Walk up to a woman and say "I have no money but would you go out with me anyway?" and see how far you get with that. Your providing for another person because there is no way in hell any self-respecting woman is going to pay for dates or for anything else in the relationship. You're the man, you provide.


I've literally said that to women, that I have no money to spend for a date (and when I say that, I don't mean "I'm poor as shit and have literally no money", they know I have money because I'm always buying food lol, what I mean is "I don't have money to spend on you based on my budget"), but that if they want we can hang out and I can cook for them.

They take the offer rather well. What women want is to spend time with you and for you to do things for them. Money, or lack thereof, is not going to make you or break you.

Now, if you live with your parents, and they don't let you bring women to the house, then that's a separate issue. But money is important, again, to do things with it, not just to keep it in a bank account. The reason why people go and earn money is to expand the range of what they can do, not to have it there "just in case" something happens.

Like I said before, if you think that money is just to have a rainy day fund for the rest of your life, you should meditate about that first.

PostPosted: Sat Aug 06, 2016 5:24 am
by Post War America
Cecil Palmer wrote:
Eastern Theena wrote:I'm not sure if anyone mentioned this before, or if it's entirely accurate, but I think one of the best ways to get into a relationship is to get a real job first.

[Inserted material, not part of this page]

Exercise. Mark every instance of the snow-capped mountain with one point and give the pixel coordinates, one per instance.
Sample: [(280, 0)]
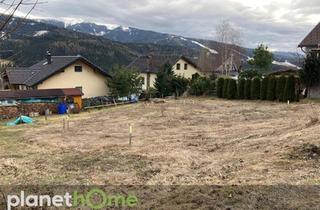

I know that I used to have a lot of trouble talking to people in real life, and had problems with my looks but when I began working I slowly had less trouble talking to other people. I think it gives an extra boost of confidence (somehow) and conversations about funny things that happen at work are more entertaining and easier to get into then discussing the weather or each others video game adventures. And it was also after I got my first job that I began noticing which of my friends would keep asking for stuff and which ones were content. Kind of shows the persons character that I never noticed before I started working, which to me is important.


It always boosts your self-confidence and sense of self-worth to have a job. You're right about it making friends stand up, too. Altogether, jobs are great for almost all aspects of your life.


That is not always true. My job has done more or less the exact opposite for me, with the exception of making some friends it has definitely made my life worse.

PostPosted: Sat Aug 06, 2016 5:27 am
by Soldati Senza Confini
G-Tech Corporation wrote:
Bakery Hill wrote:Why the fuck would I lie to you hahaha? What do I get out of it?


Tbf, I would say you don't always need to pay for dates, but yeah, having money works out pretty well. No girl always wants to pay for a date, taking turns is wise.


In a sense this is true.

There's women who want to go dutch all the time. I've dated a couple of women who were that way, wouldn't let me pay for the date. When I asked them they simply said "I am not used for a man to pay for my share". I can respect that.